EC2 is one of the oldest and most mature AWS services, launched in 2006, and it remains central to how organizations run workloads in the cloud today. Even with the rise of serverless computing and container orchestration, EC2 underpins many of those higher-level services. Understanding EC2 deeply gives you the ability to make informed decisions about when to use raw compute versus managed services, how to optimize costs through instance selection and purchasing options, and how to architect for high availability and fault tolerance.
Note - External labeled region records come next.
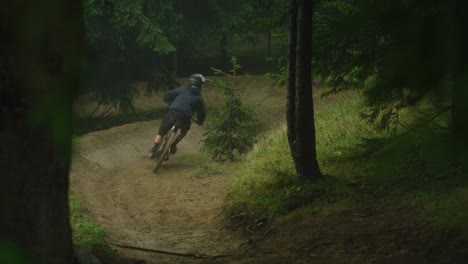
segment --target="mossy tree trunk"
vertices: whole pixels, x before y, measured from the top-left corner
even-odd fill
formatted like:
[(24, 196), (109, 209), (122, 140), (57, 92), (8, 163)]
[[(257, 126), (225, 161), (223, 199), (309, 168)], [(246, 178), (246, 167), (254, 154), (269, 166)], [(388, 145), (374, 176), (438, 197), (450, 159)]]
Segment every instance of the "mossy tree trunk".
[(303, 181), (321, 176), (312, 98), (312, 8), (313, 1), (292, 1), (288, 54), (288, 141), (297, 175)]
[(468, 148), (468, 30), (467, 1), (456, 1), (456, 70), (453, 87), (452, 132), (455, 143)]
[(1, 263), (76, 262), (68, 173), (81, 10), (79, 0), (0, 6)]

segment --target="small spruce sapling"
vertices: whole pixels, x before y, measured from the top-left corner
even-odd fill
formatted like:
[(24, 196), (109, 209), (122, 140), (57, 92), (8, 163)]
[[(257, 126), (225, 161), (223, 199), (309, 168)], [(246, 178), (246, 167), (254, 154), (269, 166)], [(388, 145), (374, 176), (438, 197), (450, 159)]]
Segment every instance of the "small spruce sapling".
[(235, 57), (231, 58), (231, 64), (233, 68), (229, 72), (211, 68), (215, 75), (225, 77), (215, 81), (215, 86), (224, 91), (224, 105), (214, 111), (203, 134), (202, 151), (210, 153), (214, 160), (234, 160), (247, 152), (260, 128), (254, 109), (242, 104), (240, 93), (246, 88), (239, 85), (236, 75), (241, 66)]

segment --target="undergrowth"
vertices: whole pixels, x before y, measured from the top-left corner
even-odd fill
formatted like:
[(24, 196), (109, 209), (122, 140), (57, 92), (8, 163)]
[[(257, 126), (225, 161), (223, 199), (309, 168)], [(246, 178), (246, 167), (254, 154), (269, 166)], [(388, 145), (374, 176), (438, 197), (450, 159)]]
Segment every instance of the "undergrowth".
[(107, 232), (91, 221), (82, 208), (80, 200), (73, 192), (70, 193), (69, 197), (74, 246), (111, 251), (107, 245)]
[[(231, 211), (254, 222), (361, 205), (407, 206), (418, 212), (421, 224), (468, 238), (467, 156), (448, 147), (440, 126), (401, 129), (398, 137), (372, 148), (369, 139), (391, 137), (360, 119), (357, 92), (315, 101), (317, 156), (326, 176), (310, 184), (297, 181), (283, 125), (245, 158), (229, 194)], [(402, 120), (412, 122), (409, 113)], [(301, 210), (291, 214), (296, 208)]]

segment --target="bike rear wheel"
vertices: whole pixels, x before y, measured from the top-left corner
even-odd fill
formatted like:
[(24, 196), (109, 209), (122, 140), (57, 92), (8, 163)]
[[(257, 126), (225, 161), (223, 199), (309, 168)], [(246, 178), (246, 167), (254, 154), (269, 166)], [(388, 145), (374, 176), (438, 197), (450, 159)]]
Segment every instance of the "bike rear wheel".
[(156, 165), (154, 166), (153, 172), (156, 172), (159, 169), (159, 167), (161, 167), (161, 164), (166, 159), (166, 155), (169, 155), (169, 150), (171, 149), (172, 143), (174, 143), (176, 134), (176, 131), (174, 129), (171, 129), (164, 136), (161, 143), (161, 147), (156, 153)]

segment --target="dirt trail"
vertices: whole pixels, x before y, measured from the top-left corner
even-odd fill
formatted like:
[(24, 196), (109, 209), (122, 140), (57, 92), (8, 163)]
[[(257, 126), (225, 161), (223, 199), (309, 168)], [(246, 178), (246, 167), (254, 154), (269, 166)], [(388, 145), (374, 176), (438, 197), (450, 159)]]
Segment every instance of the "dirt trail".
[[(262, 84), (246, 80), (257, 86), (246, 102), (257, 105), (263, 121), (280, 120), (284, 115), (284, 94), (272, 90), (271, 82), (265, 81), (268, 83), (265, 79)], [(208, 91), (207, 104), (219, 103), (221, 93)], [(153, 97), (147, 101), (154, 100)], [(137, 102), (137, 107), (147, 107), (143, 99)], [(233, 178), (229, 167), (207, 173), (204, 164), (193, 161), (201, 147), (204, 128), (192, 125), (179, 144), (177, 155), (163, 164), (157, 174), (152, 173), (154, 163), (146, 155), (159, 123), (160, 120), (127, 124), (77, 138), (72, 189), (91, 217), (108, 231), (112, 244), (212, 256), (237, 250), (245, 238), (226, 230), (221, 221), (223, 201)], [(175, 261), (164, 254), (119, 251), (146, 263)], [(196, 260), (177, 257), (175, 262)]]

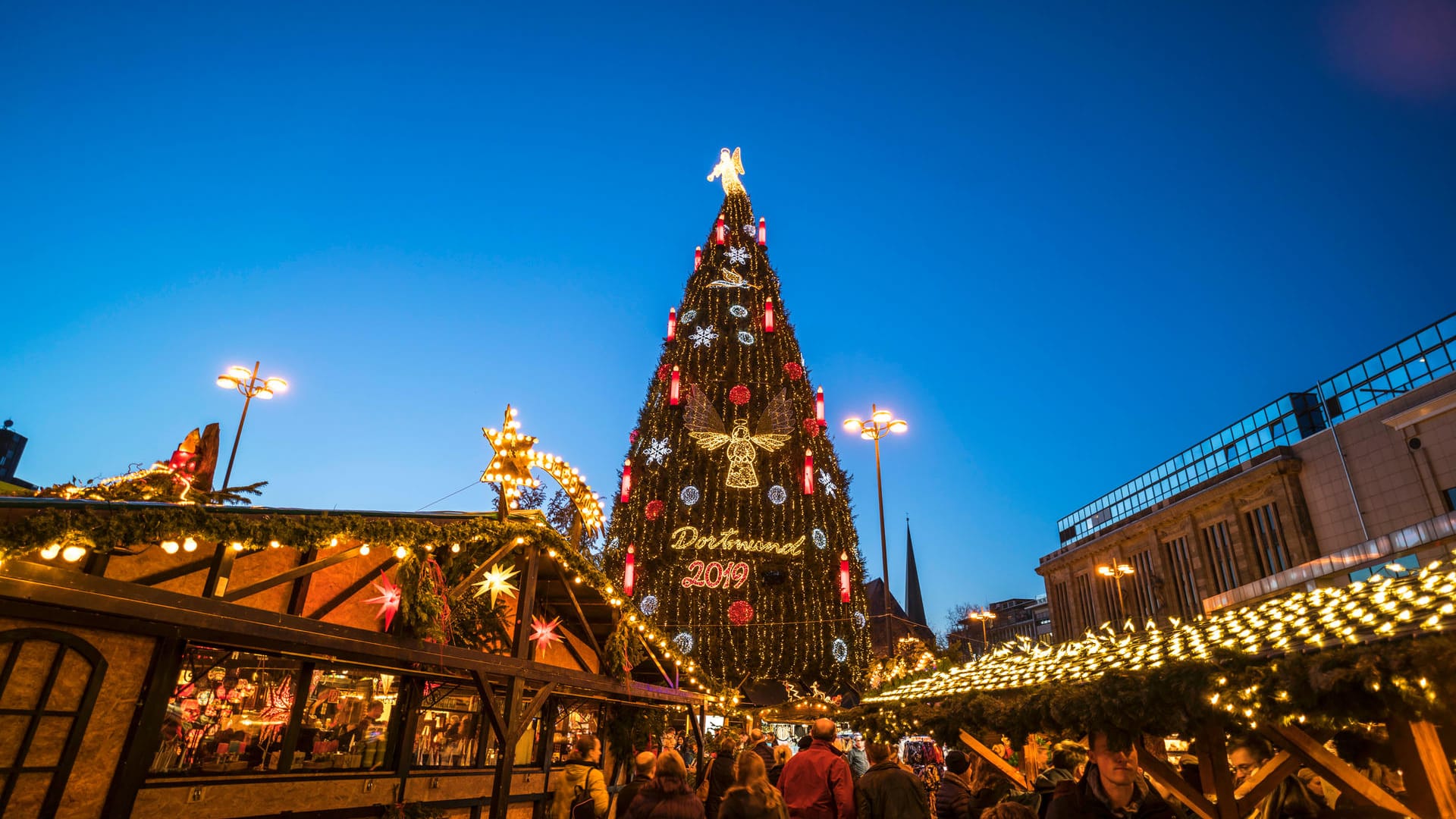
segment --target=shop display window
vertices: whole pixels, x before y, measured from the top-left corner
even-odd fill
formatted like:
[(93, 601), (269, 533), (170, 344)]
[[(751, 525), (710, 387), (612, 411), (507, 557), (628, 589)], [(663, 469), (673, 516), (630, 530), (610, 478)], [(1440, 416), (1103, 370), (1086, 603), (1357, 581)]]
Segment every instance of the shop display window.
[(294, 769), (364, 769), (389, 765), (389, 732), (399, 678), (374, 669), (320, 666), (313, 672)]
[(287, 657), (189, 646), (151, 772), (277, 769), (301, 672)]
[(473, 682), (424, 681), (415, 716), (414, 765), (473, 768), (482, 718), (480, 691)]

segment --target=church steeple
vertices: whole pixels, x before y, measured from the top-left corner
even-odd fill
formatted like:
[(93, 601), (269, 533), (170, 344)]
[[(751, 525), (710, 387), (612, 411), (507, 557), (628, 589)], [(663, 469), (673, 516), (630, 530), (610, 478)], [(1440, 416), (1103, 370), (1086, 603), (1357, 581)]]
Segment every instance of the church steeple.
[(914, 567), (914, 544), (910, 541), (910, 516), (906, 516), (906, 616), (925, 625), (925, 600), (920, 597), (920, 573)]

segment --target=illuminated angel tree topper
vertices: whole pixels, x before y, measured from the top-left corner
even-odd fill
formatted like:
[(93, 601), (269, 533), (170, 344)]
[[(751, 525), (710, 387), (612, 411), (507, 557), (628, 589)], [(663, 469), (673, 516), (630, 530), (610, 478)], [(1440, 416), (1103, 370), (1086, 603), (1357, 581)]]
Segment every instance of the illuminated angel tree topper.
[(633, 546), (633, 596), (657, 597), (657, 621), (715, 678), (837, 691), (869, 657), (849, 477), (817, 412), (737, 152), (713, 171), (722, 210), (630, 436), (607, 568), (622, 580)]

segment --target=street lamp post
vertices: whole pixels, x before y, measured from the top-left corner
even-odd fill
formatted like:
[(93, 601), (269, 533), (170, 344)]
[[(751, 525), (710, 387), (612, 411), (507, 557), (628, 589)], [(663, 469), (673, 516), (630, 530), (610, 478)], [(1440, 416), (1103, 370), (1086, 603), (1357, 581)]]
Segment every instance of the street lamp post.
[(894, 656), (894, 641), (890, 637), (890, 546), (885, 545), (885, 484), (879, 478), (879, 439), (887, 433), (903, 433), (910, 424), (894, 417), (890, 410), (869, 405), (869, 418), (847, 418), (844, 428), (859, 433), (859, 437), (875, 442), (875, 493), (879, 495), (879, 563), (884, 565), (885, 580), (885, 651)]
[(1098, 574), (1102, 577), (1111, 577), (1112, 584), (1117, 586), (1117, 614), (1124, 619), (1127, 618), (1127, 606), (1123, 605), (1123, 577), (1133, 574), (1134, 571), (1136, 570), (1131, 565), (1120, 563), (1117, 558), (1112, 558), (1112, 565), (1096, 567)]
[(259, 401), (266, 401), (274, 396), (275, 392), (284, 392), (288, 389), (288, 382), (280, 377), (258, 377), (258, 367), (262, 361), (253, 361), (252, 372), (248, 367), (227, 367), (227, 372), (217, 376), (217, 386), (223, 389), (236, 389), (243, 395), (243, 417), (237, 420), (237, 434), (233, 436), (233, 453), (227, 456), (227, 472), (223, 474), (223, 490), (227, 488), (227, 481), (233, 478), (233, 459), (237, 458), (237, 442), (243, 437), (243, 424), (248, 421), (248, 405), (253, 402), (253, 398)]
This guide covers everything you need to go from launching your first instance to running production workloads with auto-scaling, load balancing, and proper security configurations. If you are following the AWS services roadmap, EC2 is a critical service to master early because it connects to nearly every other AWS service through networking, storage, and identity integrations. You will also need a solid understanding of IAM to manage permissions for your instances and the users who operate them.

What You Will Learn

After completing this guide, you will have a thorough understanding of EC2 and how to use it effectively in production environments. Specifically, you will learn:

• How EC2 instances work at a fundamental level, including the relationship between AMIs, instance types, storage volumes, and networking interfaces that define every virtual server
• How to choose the right instance type from the dozens of families and sizes available, matching compute, memory, storage, and networking characteristics to your workload requirements
• How to launch, connect to, and manage instances using the AWS CLI, including key pair creation, security group configuration, and user data scripts for automated provisioning
• How security groups and network ACLs control traffic flow to and from your instances, and how to design security rules that follow the principle of least privilege
• How Elastic IP addresses provide static public endpoints for your instances and when to use them versus other networking approaches
• How Amazon Machine Images let you create reusable templates that capture your entire server configuration for consistent deployments across environments
• How EC2 Auto Scaling automatically adjusts capacity based on demand, maintaining application availability while optimizing costs
• How to integrate EC2 with Elastic Load Balancing to distribute traffic across multiple instances for high availability and fault tolerance
• How purchasing options like On-Demand, Reserved Instances, Savings Plans, and Spot Instances let you reduce compute costs by up to ninety percent depending on your workload characteristics

Each section builds progressively, so reading from start to finish gives you the most complete understanding of how these components work together in real deployments.

Prerequisites

Before working through this guide, ensure you have the following ready:

• An active AWS account with permissions to create EC2 instances, security groups, key pairs, and related resources, either through an administrator IAM user or through a role with the appropriate EC2 policies attached
• The AWS CLI installed and configured with valid credentials using aws configure, so you can execute commands directly from your terminal without switching to the console
• Familiarity with Linux developer commands including SSH, file permissions, process management, and basic shell scripting, since most EC2 instances run Linux and you will manage them through the command line
• A basic understanding of networking concepts like IP addresses, ports, TCP versus UDP, CIDR notation, and how firewalls filter traffic, since EC2 security groups operate at the network level
• An SSH client installed on your local machine, which is built into macOS and Linux terminals and available through tools like PuTTY or Windows Terminal on Windows

No prior EC2 experience is required. If you have ever used a virtual machine through VirtualBox, VMware, or any cloud provider, the concepts will feel familiar, though EC2 adds cloud-specific capabilities around scaling, purchasing models, and deep integration with other AWS services.

Concept Overview

EC2 provides virtual servers called instances that run on physical hardware managed by AWS. When you launch an instance, you are allocated a slice of a physical server in one of the AWS data centers within your chosen region and availability zone. The instance behaves like a dedicated server from your perspective, with its own operating system, CPU, memory, storage, and network interface, but AWS handles all the underlying hardware maintenance, power, cooling, and physical security.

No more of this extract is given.